Any appropriate mammal having cancer and/or having, or at risk of developing, a viral infection (e.g., a coronavirus infection) and/or bacterial infection can be treated as described herein. For example, humans and other primates such as monkeys having cancer and/or having, or at risk of developing, a viral infection (e.g., a coronavirus infection) and/or bacterial infection can be treated with one or more inhibitors of a CRM1 polypeptide and one or more salicylates. In some cases, dogs, cats, horses, cows, pigs, sheep, mice, and rats having cancer and/or having, or at risk of developing, a viral infection (e.g., a coronavirus infection) and/or bacterial infection can be treated with one or more inhibitors of a CRM1 polypeptide and one or more salicylates as described herein.

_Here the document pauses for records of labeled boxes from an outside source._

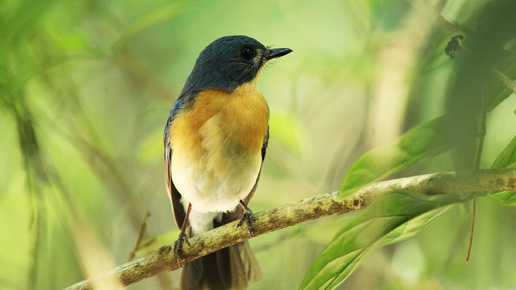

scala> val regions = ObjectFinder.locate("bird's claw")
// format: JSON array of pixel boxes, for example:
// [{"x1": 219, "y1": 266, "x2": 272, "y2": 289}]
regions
[
  {"x1": 237, "y1": 207, "x2": 256, "y2": 238},
  {"x1": 174, "y1": 232, "x2": 191, "y2": 267}
]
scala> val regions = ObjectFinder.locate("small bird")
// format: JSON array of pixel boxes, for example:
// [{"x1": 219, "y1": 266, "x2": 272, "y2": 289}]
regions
[{"x1": 163, "y1": 35, "x2": 292, "y2": 289}]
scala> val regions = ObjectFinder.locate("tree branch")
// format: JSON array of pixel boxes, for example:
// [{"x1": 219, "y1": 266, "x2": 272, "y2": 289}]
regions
[{"x1": 67, "y1": 169, "x2": 516, "y2": 290}]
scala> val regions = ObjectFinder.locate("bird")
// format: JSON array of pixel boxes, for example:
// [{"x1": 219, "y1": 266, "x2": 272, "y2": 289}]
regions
[{"x1": 163, "y1": 35, "x2": 292, "y2": 289}]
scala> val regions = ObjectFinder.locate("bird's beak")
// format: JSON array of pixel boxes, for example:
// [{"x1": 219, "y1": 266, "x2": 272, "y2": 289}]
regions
[{"x1": 265, "y1": 48, "x2": 292, "y2": 60}]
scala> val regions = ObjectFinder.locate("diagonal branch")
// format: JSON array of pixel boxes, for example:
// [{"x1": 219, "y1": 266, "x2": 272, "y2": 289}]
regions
[{"x1": 67, "y1": 169, "x2": 516, "y2": 290}]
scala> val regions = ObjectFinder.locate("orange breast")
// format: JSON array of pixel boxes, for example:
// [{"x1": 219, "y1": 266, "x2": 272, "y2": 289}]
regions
[
  {"x1": 170, "y1": 85, "x2": 269, "y2": 212},
  {"x1": 171, "y1": 85, "x2": 269, "y2": 160}
]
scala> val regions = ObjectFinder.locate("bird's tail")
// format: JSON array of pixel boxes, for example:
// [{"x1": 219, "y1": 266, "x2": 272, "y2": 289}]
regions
[{"x1": 181, "y1": 242, "x2": 262, "y2": 290}]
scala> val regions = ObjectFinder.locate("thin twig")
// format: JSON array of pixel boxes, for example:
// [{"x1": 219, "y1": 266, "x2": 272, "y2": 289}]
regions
[{"x1": 67, "y1": 169, "x2": 516, "y2": 290}]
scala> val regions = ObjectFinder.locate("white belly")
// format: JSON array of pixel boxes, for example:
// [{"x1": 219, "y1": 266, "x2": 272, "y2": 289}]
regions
[{"x1": 171, "y1": 115, "x2": 262, "y2": 212}]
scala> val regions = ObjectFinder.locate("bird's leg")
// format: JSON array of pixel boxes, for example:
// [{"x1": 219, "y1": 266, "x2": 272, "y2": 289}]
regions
[
  {"x1": 174, "y1": 203, "x2": 192, "y2": 267},
  {"x1": 237, "y1": 201, "x2": 255, "y2": 238}
]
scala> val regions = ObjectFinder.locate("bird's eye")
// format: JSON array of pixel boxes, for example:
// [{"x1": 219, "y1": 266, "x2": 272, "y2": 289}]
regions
[{"x1": 240, "y1": 46, "x2": 256, "y2": 59}]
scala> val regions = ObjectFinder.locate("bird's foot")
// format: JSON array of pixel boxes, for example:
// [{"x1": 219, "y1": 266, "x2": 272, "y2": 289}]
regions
[
  {"x1": 237, "y1": 207, "x2": 256, "y2": 238},
  {"x1": 174, "y1": 231, "x2": 191, "y2": 267}
]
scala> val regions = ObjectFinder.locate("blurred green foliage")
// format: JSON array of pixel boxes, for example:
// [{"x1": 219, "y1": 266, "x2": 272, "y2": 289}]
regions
[{"x1": 0, "y1": 0, "x2": 516, "y2": 289}]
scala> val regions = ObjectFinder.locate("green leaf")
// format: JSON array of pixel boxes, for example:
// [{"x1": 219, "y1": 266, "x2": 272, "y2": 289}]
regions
[
  {"x1": 491, "y1": 136, "x2": 516, "y2": 168},
  {"x1": 487, "y1": 136, "x2": 516, "y2": 206},
  {"x1": 300, "y1": 190, "x2": 473, "y2": 289},
  {"x1": 338, "y1": 116, "x2": 452, "y2": 199}
]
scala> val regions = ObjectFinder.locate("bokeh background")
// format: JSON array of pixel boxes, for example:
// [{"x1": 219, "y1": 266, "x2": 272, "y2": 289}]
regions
[{"x1": 0, "y1": 0, "x2": 516, "y2": 289}]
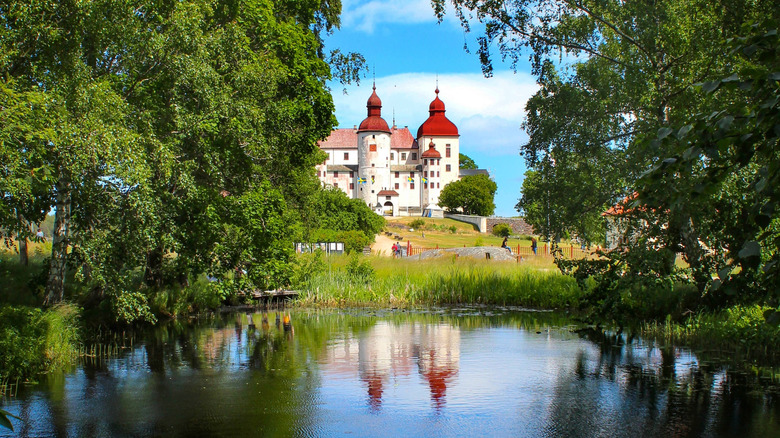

When treating a mammal (e.g., a human) having a cancer as described herein, the cancer can be any appropriate cancer. In some cases, a cancer can include one or more solid tumors. In some cases, a cancer can be a hematologic cancer. Examples of cancers that can be treated as described herein include, without limitation, diffuse large B-cell lymphomas (DLBCLs), T-cell lymphomas (TCLs; e.g., mycosis fungoides), mantle cell lymphomas (MCLs), NHLs, plasmacytomas, Hodgkin lymphomas, MM, lymphoplasmacytic lymphomas, sarcomas (e.g., synovial sarcomas and liposarcomas), small lymphocytic lymphomas, chronic lymphocytic leukemias, acute myelogenous leukemias (AMLs), chronic myelogenous leukemias, myeloproliferative syndromes, myelodysplastic syndromes, splenic marginal zone lymphomas, MALT lymphomas, acute lymphoblastic leukemias (ALLs), chronic myelomonocytic leukemias, plasmacytic leukemias, NK cell leukemias, monoclonal gammopathies of undetermined significance, monoclonal b cell lymphocytoses, LGL leukemias, neutrophilic leukemias, myelofibrosis, polycythemia veras, myeloproliferative syndromes (e.g., essential thrombocythemias), dendritic cell cancers, histiocytic neoplasms (e.g., Langerhans cell histiocytosis), myelodysplastic syndromes (e.g., Erdheim Chester disease and Rosai-Dorfman diseas), CNS lymphomas, Bing Neel syndromes, head and neck cancers, lung cancers, breast cancers, pancreatic cancers, esophageal cancers, gastric cancers, small intestinal cancers, colon cancers, rectal cancers, anal cancers, melanomas (e.g., mucosal melanomas), skin cancers (e.g., squamous cell carcinomas and basal cell carcinomas), sarcomas, lipomas, liposarcomas, brain cancers (e.g., oligodendrogliomas, glioblastoma multiformes, and meningiomas), ovarian cancers, fallopian tube cancers, uterine cancers, cervical cancers, vaginal cancers, kidney cancers, prostate cancers, penile cancers, testicular cancers, leydig cell cancers, hepatocellular carcinomas, gallbladder cancers, biliary duct system cancers, heart cancers (e.g., angiosarcoma, and myxoma, rhabdomyosarcoma, mesothelioma, leiomyosarcoma, angiosarcoma, and angiomyolipoma), connective tissue cancers, thyroid cancers, parathyroid cancers, pituitary gland cancers, adrenal gland cancers, neuroendocrine cancers, carcinoid cancers, pheochromocytoma, insulinoma, gastrinoma, neuroblastoma, endocrine gland cancers, and exocrine gland cancers.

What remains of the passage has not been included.